Learn | Issue 4 Summer 2021

Please describe your work history/experience since you began metalworking. I have always had an artistic nature, and from an early age would produce pen and ink drawings, the subject composed of thousands of tiny dots. Later, I encountered Scrimshaw and found myself transitioning to producing ‘bulino’ style images on ivory, antler, and bone. These were used in rifle grip-caps for sporting rifles, knife scales, pens and walking sticks. Engraving metal was yet another medium to explore, and was allied to my existing work on sporting goods, so a natural development. The differing styles and techniques required for the varying pieces I engrave have ensured that boredom is never an issue. As soon as you become competent in one style, you realise that you still need to put more time into developing your skills in another area. Twelve years later, I am still enjoying learning and developing the skills needed to produce quality work. Having worked with some great people and wonderful projects along the way, I definitely find myself placing increasing importance on this aspect. I am now in a very fortunate position where I can pick and choose the projects which excite me the most and I only want to produce pieces that are done to the best of my ability. After all, I made the choice to become an engraver, and my aim is to continue enjoying the work. This may be a bit idealistic, but it works for me and keeps me smiling!

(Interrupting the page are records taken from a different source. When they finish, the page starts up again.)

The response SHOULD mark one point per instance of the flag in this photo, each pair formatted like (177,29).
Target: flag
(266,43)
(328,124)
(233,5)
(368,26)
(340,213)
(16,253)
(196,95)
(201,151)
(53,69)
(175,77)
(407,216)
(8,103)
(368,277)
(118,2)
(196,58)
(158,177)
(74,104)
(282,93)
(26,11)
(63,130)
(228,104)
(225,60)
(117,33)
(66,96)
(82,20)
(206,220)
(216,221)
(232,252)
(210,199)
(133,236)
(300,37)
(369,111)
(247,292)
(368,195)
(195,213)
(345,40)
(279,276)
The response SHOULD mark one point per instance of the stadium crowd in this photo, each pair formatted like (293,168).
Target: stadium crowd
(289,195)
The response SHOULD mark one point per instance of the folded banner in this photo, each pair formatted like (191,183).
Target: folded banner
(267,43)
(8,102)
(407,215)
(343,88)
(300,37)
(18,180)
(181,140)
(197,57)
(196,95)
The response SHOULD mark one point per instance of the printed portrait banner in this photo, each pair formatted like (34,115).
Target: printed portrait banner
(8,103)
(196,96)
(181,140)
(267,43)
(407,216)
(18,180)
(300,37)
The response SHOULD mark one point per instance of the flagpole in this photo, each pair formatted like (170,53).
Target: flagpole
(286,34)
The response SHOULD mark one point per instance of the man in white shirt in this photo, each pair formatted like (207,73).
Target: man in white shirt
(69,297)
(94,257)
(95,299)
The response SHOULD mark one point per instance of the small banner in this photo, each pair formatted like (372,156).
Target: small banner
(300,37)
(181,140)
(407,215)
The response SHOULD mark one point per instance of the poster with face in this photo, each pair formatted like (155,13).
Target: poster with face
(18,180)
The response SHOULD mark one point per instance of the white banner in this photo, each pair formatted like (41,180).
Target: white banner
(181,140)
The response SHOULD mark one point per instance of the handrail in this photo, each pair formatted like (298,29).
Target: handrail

When creating a new piece of work, what process do you go through (sketches, research, etc.)? For me it helps to have the object in my hands. This tends to give me the certain feeling I need to start creating the design. The size, the shape, even theweight in my hands, all help to guide me toward a design style for that piece. It also allows me to achieve accurate templates, which are essential when attempting to find a perfect fit of design and medium. Inspiration for a theme having been obtained, the actual process of formulating a design is not easy to describe. There are the obvious rules, and the design needs to be bold enough to see with the naked eye, and of course, balance. A sense of balance is as important as the design itself. After much pencil lead, I get a ‘gut feeling’ that tells me I’m going in the right direction. Where do you go for inspiration? Are there particular artists that inspire you? I am a huge fan of Victorian architecture as well as the era as a whole. This forms much of my inspiration. Artists such as Escher and Dali have long been favourites for me. Even as a kid, I was a huge fan of the fantasy genre and the artist Boris Vallejo. There are a few true, master engravers out there, whose work I adore, from composition through to execution. In their work, it is very easy to see the passion they have for what they do. I have huge respect for those people, and feel sad for those who simply see engraving as a job and pay-cheque.